A fifth criterion is that the measure must not lead to the maintenance of separate rights for different racial groups nor “be continued after the objectives for which [it was] taken are achieved”. The convention also requires consultation with the affected parties before a special measure is implemented, which was not the case in circumstances of the intervention.

Despite the government’s rhetoric, none of the identified breaches could be characterized as a special measure under the High Court’s definition.

Unless you live and shop in the Northern Territory, you’re unlikely to have any idea about the intervention’s impact on Indigenous Australians.

The imposition of income management provisions is widely regarded as an insult to Aboriginal people in the Territory. The feeling of being stigmatised and restricted on the basis of race is having a deeply negative psychological impact.

The system is creating segregated service delivery, leading to deep feelings of shame and an increased experience of racism in daily life.

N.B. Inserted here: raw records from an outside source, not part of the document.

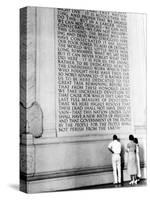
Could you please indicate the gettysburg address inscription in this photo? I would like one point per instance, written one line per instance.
(93, 91)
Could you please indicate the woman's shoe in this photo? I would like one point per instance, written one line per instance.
(131, 182)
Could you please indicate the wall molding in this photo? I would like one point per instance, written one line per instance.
(71, 172)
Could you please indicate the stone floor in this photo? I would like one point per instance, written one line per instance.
(125, 184)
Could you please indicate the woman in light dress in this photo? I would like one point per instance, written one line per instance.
(131, 163)
(137, 160)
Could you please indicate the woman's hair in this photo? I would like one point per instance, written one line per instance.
(136, 140)
(131, 137)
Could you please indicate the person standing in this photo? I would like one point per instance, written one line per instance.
(131, 162)
(115, 148)
(137, 160)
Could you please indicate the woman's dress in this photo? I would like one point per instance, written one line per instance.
(138, 161)
(131, 164)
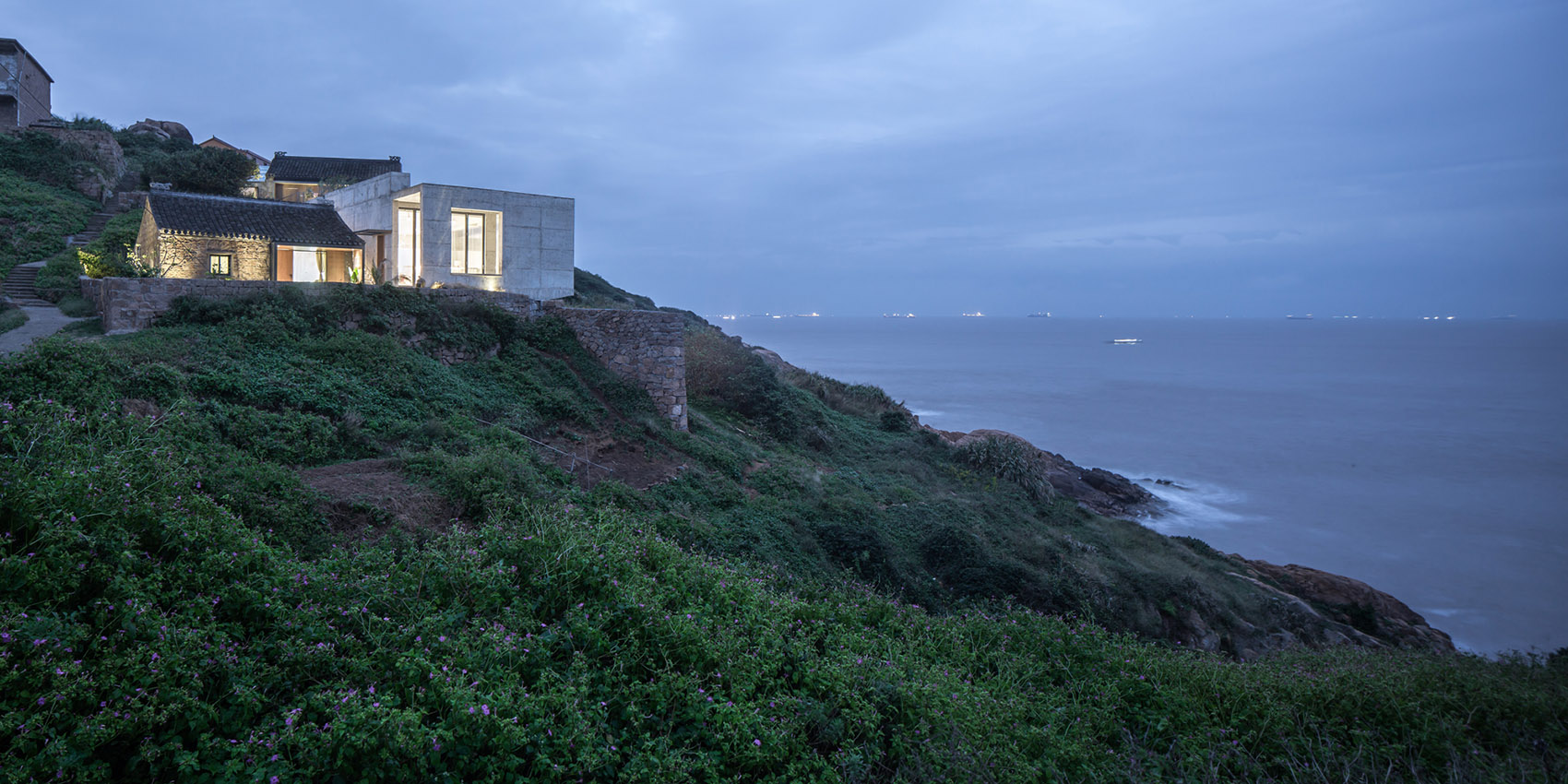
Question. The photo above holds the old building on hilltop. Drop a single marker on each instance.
(224, 237)
(24, 87)
(302, 177)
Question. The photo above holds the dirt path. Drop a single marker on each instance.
(42, 322)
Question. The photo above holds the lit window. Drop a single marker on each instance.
(475, 244)
(408, 244)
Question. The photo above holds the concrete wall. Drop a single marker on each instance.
(643, 347)
(27, 89)
(367, 206)
(535, 235)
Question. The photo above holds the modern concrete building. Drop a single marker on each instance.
(461, 237)
(24, 87)
(302, 177)
(226, 237)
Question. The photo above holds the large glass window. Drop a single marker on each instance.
(475, 244)
(309, 266)
(407, 246)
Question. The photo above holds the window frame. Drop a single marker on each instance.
(488, 232)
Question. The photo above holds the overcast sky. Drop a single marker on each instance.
(1153, 157)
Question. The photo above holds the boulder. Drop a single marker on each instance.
(165, 129)
(1360, 609)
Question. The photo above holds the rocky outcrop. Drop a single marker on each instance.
(1350, 602)
(1095, 490)
(163, 129)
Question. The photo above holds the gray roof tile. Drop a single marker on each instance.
(287, 223)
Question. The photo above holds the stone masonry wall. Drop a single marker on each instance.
(643, 347)
(647, 347)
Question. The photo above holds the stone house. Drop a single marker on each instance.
(224, 237)
(449, 235)
(24, 87)
(303, 177)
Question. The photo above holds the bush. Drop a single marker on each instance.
(723, 372)
(11, 317)
(60, 277)
(1010, 459)
(38, 157)
(199, 170)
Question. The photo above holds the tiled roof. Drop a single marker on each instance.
(287, 223)
(303, 168)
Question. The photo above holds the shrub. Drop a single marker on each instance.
(1010, 459)
(60, 277)
(723, 372)
(11, 317)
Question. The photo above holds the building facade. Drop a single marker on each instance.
(224, 237)
(303, 177)
(24, 87)
(449, 235)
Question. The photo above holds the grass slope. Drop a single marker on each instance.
(172, 602)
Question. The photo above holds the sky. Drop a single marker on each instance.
(1111, 157)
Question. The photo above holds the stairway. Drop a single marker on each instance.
(94, 228)
(19, 286)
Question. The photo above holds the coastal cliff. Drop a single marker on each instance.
(1234, 606)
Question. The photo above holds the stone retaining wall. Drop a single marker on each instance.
(647, 347)
(643, 347)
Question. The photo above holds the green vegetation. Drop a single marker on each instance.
(36, 219)
(177, 602)
(11, 317)
(109, 255)
(184, 165)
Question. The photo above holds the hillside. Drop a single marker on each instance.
(253, 543)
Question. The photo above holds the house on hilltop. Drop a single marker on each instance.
(24, 87)
(226, 237)
(300, 177)
(463, 237)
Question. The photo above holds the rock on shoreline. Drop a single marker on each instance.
(1095, 490)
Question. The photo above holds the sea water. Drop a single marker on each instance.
(1427, 458)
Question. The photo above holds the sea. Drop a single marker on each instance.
(1427, 458)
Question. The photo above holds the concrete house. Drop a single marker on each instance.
(24, 87)
(302, 177)
(224, 237)
(447, 235)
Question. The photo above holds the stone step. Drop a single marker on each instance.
(19, 286)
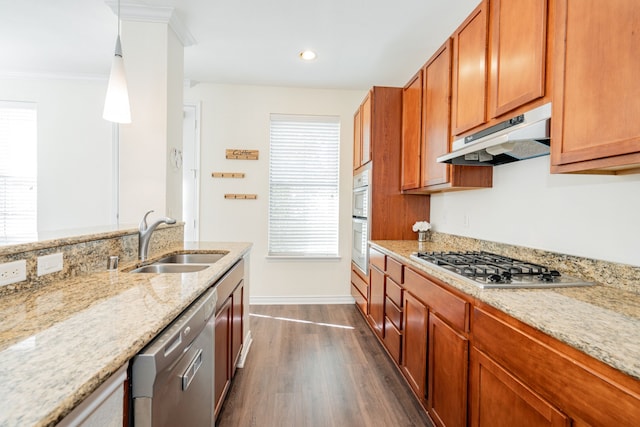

For example, in some supermarkets, there are separate Aboriginal only queues for people using the “basics card”.

Far from improving access to ‘essential items’ for families, income management has created extensive layers of bureaucracy for Aboriginal people to negotiate before they are able to access their Centrelink entitlements.

This has made dealing with all the demands on families such as travel, health care, food, rent etc much harder.

The Australian Government has recently responded to a review of the intervention and announced that measures will be introduced that will allow the suspension of the Australian Racial Discrimination Act to be lifted and certain measures are to be made compliant with the Act.

Whilst this is to be encouraged there is no guarantee that these actions will satisfy Australia’s treaty requirements under the Convention. In fact, given the practical problems of having the legislation passed in the Senate, it is most unlikely that the legislation could be reformed in a manner that satisfies both the requirements of the convention and the political exigencies of conservative Senators.

It is clear from the impacts being felt by those living in Prescribed Areas, and from the complaints made to the NTER Review Board, that the intervention is failing Aboriginal People.

As a result, it is not surprising that Aboriginal Australians who have been denied justice in Australia will now embark upon a complaint to the United Nations in order to achieve change.

*George Newhouse is a human rights lawyer with Surry Partners. He has represented Vivian Alvarez and Cornelia Rau in their cases of wrongful deportation and wrongful detention by the Commonwealth.